## Thinking Mathematically (6th Edition)

$6\sqrt{3}$miles, 10.4miles
For the height h and d as the distance, it varies as: $d=\sqrt{\frac{3h}{2}}$ (I) The height of the pool deck on the cruise ship above water is 72 feet, the distance can be calculated by inputting the value of height in (I): $d=\sqrt{\frac{3\left( 72 \right)}{2}}$ $d=\sqrt{\frac{3.72}{2}}$ (II) Now, if m and n are representing positive numbers, then, \begin{align} & \sqrt{mn}=\sqrt{m}.\sqrt{n} \\ & \sqrt{m}.\sqrt{n}=\sqrt{mn} \end{align} (III) Use (III) in (II) to get, \begin{align} & d=\sqrt{\frac{3\times 3\times 3\times 2\times 2\times 2}{2}} \\ & =\sqrt{3\times }\left( \sqrt{3}\times \sqrt{3} \right)\times \left( \sqrt{2}\times \sqrt{2} \right) \\ & =6\sqrt{3} \end{align} The distance to which a person can see is $6\sqrt{3}$miles.
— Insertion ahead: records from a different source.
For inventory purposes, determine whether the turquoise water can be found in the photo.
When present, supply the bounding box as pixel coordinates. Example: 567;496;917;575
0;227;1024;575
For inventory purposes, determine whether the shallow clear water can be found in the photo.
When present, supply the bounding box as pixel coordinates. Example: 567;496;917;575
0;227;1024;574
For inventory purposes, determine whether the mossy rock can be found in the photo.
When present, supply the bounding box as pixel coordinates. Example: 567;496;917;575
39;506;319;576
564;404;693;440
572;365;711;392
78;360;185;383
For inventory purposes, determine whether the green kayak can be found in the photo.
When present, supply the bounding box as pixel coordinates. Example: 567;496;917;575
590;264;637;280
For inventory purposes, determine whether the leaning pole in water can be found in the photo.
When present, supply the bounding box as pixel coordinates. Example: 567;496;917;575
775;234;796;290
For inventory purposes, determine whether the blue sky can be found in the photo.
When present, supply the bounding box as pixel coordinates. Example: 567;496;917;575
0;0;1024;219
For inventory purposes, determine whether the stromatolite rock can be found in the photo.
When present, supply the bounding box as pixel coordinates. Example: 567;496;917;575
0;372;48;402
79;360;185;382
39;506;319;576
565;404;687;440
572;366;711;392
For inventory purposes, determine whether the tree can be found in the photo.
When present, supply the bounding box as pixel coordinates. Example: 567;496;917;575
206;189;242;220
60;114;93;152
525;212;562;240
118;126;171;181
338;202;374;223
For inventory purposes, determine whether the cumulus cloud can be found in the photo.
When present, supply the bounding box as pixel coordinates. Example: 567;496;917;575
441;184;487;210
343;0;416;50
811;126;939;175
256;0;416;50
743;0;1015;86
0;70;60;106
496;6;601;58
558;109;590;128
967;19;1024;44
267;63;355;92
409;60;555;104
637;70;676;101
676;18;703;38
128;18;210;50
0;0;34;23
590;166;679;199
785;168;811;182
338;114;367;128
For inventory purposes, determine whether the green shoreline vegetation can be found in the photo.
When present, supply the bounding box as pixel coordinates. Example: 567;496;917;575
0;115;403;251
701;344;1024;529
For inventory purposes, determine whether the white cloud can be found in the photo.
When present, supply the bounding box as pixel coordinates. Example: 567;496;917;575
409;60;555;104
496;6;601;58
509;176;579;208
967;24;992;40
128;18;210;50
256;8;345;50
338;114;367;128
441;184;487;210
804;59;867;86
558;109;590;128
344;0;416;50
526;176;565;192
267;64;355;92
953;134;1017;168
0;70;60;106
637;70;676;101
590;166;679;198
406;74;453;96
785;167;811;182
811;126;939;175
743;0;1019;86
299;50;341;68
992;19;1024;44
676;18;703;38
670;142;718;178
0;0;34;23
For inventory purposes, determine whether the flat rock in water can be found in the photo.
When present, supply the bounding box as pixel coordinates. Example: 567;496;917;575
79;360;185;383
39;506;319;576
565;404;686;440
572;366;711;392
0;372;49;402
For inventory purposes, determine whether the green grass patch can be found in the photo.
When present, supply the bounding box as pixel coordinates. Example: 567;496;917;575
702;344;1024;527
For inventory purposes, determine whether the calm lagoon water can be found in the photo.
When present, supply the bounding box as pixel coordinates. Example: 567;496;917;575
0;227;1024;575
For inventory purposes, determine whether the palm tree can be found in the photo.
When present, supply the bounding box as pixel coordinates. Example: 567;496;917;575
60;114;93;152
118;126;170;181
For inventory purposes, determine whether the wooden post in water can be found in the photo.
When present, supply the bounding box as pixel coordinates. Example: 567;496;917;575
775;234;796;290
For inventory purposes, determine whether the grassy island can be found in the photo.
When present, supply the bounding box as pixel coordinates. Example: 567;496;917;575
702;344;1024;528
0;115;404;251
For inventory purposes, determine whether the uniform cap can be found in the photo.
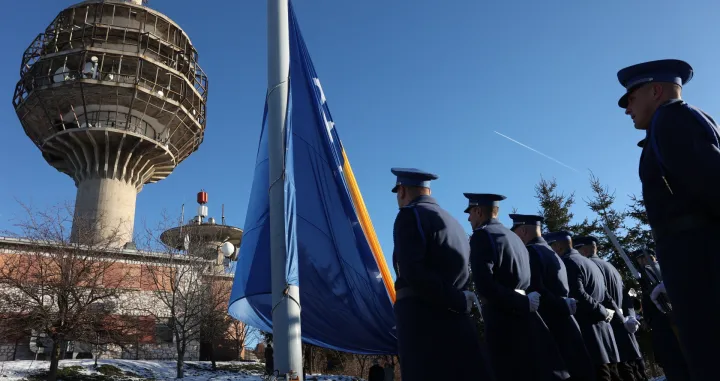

The value $6\sqrt{3}$is in radical form, the input for calculating the tenth of a mile on the calculator are as follows: Step1: Press 6 and then press $\times$key. Step2: Press the ${{2}^{nd}}$key and press ${{x}^{2}}$key. Step3: Close the bracket and press ENTER key. The distance to which a person can see to the nearest of a mile is 10.4 miles.